The project’s official name is the “Hybrid Insect Micro Electromechanical Systems”, or HI-MEMS, and its primary goal isn’t to take over your pantry with extreme prejudice, but to locate dangerous obstacles, such as mines, or locate hidden nuclear weapon caches.

HI-MEMS is currently at an experimental phase, but DARPA is willing to try anything, from “electrical muscle excitation” to bypassing muscles and hitting up neurons directly. The plan is to harness all the tools the insect has at its disposal — so instead of attaching tiny cameras to its back, its sensory organs and optics will be used, if possible. The interface will ultimately allow the insect’s movement to be controlled remotely, so it can safely — and inconspicuously — investigate whatever the military wants.

How it all works reads like something out of a William Gibson novel, you know, if William Gibson had been Jiminy Cricket. Instead of chemical batteries, the system is powered by fat, nature’s preferred power source (after the sun, of course). Failing that, thermo-electric converters, piezoelectric generators and even “broadband energy scavengers” could see use.
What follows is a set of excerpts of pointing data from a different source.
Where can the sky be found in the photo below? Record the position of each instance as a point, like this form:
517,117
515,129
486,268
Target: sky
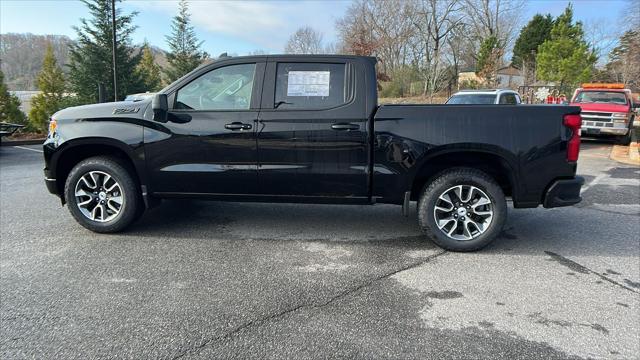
242,27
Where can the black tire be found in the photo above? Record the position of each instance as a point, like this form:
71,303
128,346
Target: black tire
448,180
131,207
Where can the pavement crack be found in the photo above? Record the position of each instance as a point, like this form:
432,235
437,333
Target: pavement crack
584,270
283,313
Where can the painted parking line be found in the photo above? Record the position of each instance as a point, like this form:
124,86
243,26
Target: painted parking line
25,148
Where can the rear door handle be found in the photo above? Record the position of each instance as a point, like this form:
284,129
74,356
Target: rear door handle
345,126
238,126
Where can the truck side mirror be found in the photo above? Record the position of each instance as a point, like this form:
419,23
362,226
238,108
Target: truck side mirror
160,107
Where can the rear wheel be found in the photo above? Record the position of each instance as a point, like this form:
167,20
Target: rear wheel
463,209
102,195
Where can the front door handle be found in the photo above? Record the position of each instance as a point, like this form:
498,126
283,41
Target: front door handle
237,126
345,126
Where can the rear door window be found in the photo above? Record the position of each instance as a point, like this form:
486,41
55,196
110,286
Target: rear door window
509,99
310,86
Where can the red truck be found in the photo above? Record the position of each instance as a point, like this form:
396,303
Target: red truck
607,109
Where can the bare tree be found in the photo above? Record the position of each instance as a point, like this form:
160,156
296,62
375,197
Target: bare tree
436,20
305,40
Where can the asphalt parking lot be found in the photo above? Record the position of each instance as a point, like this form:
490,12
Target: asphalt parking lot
240,280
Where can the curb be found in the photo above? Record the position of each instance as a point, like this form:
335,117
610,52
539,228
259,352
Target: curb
634,148
627,154
21,142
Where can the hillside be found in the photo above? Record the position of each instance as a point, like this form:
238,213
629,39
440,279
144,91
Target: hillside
21,57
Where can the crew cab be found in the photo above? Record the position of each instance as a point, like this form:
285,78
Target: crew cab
607,109
488,96
308,129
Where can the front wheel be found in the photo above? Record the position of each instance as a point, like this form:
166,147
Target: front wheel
463,209
102,195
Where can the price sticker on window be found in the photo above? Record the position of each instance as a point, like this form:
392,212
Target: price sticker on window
308,83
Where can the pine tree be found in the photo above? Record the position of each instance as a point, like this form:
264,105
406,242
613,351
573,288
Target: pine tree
52,87
185,54
9,105
149,71
91,56
565,57
489,59
537,31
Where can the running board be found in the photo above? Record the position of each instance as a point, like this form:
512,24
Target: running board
405,204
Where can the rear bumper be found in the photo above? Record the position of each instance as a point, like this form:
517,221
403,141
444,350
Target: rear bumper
604,131
51,183
565,192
The technology itself is “tightly coupled” to the insect as it grows, with the idea being that as the little guy develops, it will create, and strengthen, the bonds between the electronics and organic tissue.

We’re so busy developing ablative armours and missile-destroying lasers, when it turns out we should be focusing our efforts on… bullet-proof fly screens? I’m not sure what will prepare us for the coming insect apocalypse.